GERMANY, Schwerin. After the first case of African swine fever (ASF) in a pig farm in Mecklenburg-Western Pomerania, the animal disease protection measures are running at full speed.
As the Minister of Agriculture, Dr. Till Backhaus, reported at a press conference today, the ASF has broken out in a pig farm with 4,038 animals near Güstrow in the district of Rostock for reasons that have not yet been explained. The animals must now be culled immediately and disposed of safely.
In addition, the farm has been closed and a three-kilometre radius exclusion zone and a ten-kilometre surveillance zone have been set up. According to the minister, there are eight pig farms within the exclusion zone, and 20 in the surveillance zone, from which pigs may only be moved after being examined and sampled by a public health officer.
According to Backhaus, the affected farm is one of a total of three fattening farms of one family, which are supplied with piglets in a closed system by an associated sow farm. However, the ASF outbreak was limited to the Rostock district. According to the minister, the "farm is very well managed and has also participated in the monitoring programme". It is completely open how the virus was introduced.
Epidemiologists of the Friedrich-Löffler-Institute would now investigate this "criminologically" on site.

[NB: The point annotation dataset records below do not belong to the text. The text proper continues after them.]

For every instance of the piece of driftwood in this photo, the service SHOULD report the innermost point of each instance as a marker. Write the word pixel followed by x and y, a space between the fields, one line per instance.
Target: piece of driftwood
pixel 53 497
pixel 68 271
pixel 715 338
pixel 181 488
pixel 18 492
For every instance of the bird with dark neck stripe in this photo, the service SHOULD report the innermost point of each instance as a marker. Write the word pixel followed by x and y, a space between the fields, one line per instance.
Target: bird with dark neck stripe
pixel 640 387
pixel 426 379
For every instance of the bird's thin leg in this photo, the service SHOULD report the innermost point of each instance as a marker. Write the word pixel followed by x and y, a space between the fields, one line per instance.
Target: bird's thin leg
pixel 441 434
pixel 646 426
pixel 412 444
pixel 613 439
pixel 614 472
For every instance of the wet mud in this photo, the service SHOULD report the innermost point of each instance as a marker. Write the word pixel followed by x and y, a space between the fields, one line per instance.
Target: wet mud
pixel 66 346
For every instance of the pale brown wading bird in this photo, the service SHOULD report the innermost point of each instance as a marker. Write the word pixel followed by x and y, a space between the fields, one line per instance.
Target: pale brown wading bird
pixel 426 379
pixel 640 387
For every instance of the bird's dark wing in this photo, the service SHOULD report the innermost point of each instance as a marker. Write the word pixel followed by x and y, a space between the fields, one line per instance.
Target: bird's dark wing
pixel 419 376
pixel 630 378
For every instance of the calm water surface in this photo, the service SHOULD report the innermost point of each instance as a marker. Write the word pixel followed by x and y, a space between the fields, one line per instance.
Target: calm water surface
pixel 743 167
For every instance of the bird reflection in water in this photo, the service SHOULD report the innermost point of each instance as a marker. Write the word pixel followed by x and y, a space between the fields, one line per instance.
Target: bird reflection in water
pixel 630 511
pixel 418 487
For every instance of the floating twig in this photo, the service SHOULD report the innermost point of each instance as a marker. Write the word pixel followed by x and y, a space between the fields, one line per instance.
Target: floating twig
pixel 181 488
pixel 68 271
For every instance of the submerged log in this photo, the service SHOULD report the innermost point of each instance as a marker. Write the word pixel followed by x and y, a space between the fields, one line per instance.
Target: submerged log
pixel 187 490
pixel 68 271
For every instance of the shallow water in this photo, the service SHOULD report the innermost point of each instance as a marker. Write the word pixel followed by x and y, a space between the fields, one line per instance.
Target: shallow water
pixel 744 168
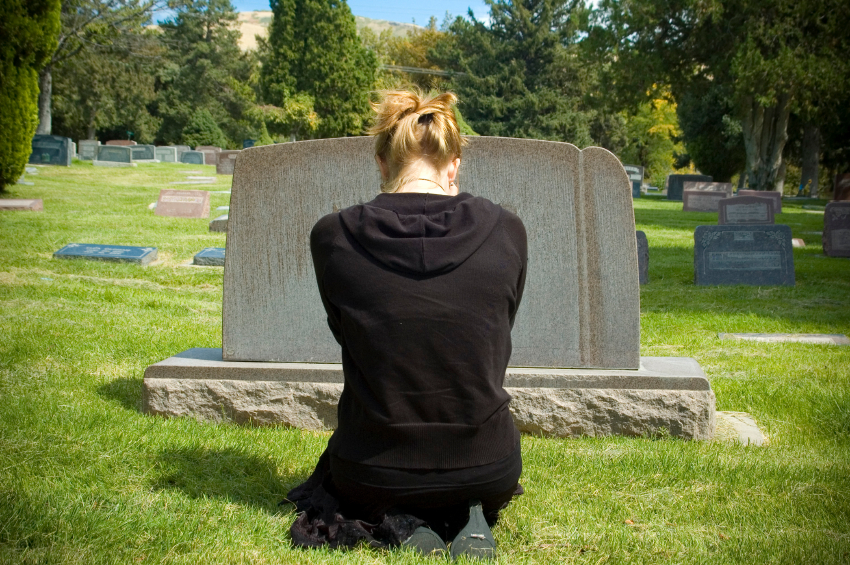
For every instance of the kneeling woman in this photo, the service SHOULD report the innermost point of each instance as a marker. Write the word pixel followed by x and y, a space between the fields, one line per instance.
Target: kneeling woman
pixel 421 286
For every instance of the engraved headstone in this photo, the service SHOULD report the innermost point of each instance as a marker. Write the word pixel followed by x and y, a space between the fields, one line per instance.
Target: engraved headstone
pixel 725 187
pixel 88 149
pixel 836 229
pixel 192 157
pixel 31 205
pixel 676 184
pixel 643 258
pixel 211 256
pixel 746 210
pixel 51 150
pixel 226 161
pixel 166 154
pixel 775 197
pixel 119 253
pixel 751 255
pixel 701 200
pixel 183 203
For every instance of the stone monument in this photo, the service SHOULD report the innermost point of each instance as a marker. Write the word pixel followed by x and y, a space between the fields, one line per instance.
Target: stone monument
pixel 575 369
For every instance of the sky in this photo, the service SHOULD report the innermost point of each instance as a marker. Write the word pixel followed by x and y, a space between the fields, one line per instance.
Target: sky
pixel 404 12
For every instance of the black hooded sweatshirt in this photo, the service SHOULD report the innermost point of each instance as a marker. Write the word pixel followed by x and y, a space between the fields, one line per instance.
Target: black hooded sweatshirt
pixel 421 292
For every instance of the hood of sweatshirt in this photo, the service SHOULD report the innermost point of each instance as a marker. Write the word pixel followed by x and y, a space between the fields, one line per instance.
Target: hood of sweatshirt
pixel 421 233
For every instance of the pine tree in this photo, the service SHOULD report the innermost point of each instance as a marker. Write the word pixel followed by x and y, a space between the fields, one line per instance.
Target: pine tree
pixel 313 49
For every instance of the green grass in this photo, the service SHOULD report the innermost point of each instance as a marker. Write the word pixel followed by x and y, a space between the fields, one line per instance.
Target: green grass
pixel 85 477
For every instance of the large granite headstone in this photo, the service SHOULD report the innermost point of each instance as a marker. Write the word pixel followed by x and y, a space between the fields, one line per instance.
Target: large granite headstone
pixel 724 187
pixel 581 308
pixel 701 200
pixel 183 203
pixel 643 258
pixel 836 229
pixel 775 197
pixel 745 210
pixel 119 253
pixel 51 150
pixel 88 149
pixel 226 160
pixel 676 184
pixel 751 255
pixel 166 154
pixel 193 157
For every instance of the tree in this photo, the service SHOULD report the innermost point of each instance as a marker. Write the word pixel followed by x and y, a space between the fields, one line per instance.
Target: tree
pixel 313 50
pixel 29 29
pixel 772 54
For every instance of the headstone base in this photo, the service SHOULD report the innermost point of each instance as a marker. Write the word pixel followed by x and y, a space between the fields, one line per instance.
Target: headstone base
pixel 666 392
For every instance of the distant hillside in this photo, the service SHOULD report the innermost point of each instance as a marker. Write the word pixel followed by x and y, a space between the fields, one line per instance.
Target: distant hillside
pixel 256 23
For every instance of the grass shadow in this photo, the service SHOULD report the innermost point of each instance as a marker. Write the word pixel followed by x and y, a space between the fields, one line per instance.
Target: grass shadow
pixel 230 474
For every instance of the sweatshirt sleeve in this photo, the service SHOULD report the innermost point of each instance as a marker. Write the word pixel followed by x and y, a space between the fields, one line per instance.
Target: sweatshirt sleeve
pixel 321 248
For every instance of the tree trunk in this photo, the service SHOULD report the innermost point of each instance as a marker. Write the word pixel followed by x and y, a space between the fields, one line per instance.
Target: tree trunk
pixel 811 157
pixel 45 93
pixel 765 135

According to the Minister, the crisis team has already been "ramped up" last night, and there are agreements with the police and the hunters, because of the transport barriers and the now more intensive Fallwildschwein search. "We must now stand together to prevent damage to Mecklenburg-Western Pomerania, Germany and the livestock farmers," Backhaus stressed.

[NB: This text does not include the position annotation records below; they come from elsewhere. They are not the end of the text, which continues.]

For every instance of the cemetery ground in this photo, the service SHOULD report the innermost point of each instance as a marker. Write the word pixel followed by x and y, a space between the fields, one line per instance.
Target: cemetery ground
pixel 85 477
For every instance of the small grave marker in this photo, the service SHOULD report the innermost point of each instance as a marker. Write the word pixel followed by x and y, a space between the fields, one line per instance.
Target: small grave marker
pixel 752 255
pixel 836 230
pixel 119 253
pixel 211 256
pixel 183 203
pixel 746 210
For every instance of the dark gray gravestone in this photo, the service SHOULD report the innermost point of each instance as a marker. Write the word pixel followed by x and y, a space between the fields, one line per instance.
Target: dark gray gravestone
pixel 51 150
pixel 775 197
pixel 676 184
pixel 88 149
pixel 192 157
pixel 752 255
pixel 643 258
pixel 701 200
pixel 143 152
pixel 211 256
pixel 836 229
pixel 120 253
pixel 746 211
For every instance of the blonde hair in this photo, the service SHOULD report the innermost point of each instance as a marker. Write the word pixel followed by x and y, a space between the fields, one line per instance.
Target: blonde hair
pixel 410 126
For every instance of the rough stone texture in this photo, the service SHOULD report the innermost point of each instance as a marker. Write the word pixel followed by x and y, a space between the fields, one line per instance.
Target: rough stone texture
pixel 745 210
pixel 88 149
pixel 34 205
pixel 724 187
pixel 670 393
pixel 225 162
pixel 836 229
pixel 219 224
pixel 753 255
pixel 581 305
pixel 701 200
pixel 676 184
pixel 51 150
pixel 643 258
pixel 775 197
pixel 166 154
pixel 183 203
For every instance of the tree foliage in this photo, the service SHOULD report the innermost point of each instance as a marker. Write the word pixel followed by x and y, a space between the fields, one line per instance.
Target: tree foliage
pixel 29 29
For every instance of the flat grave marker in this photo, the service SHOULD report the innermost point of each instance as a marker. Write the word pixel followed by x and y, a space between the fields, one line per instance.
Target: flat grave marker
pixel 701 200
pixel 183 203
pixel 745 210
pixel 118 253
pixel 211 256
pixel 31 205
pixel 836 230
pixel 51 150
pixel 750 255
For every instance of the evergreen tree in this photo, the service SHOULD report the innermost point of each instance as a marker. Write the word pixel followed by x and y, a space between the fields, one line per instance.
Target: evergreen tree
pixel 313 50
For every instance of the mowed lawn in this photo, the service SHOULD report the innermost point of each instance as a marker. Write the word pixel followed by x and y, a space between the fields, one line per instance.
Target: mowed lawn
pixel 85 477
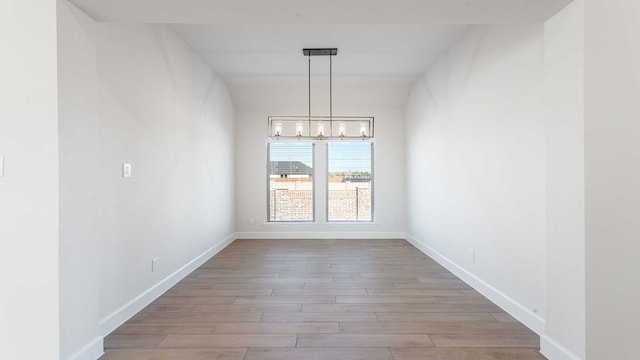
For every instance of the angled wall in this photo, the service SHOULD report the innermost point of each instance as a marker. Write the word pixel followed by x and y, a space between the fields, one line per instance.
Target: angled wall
pixel 612 175
pixel 135 94
pixel 29 182
pixel 475 145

He specifically appealed to the slaughterhouses to continue slaughtering pigs from Mecklenburg-Western Pomerania. He expected three large mail-order slaughterhouses in the area to accept animals from their contract partners. This is also to be done well, since we have with the ASP "at present only a point entry and no area-wide happening". According to Backhaus, this point entry must now be eradicated as quickly as possible.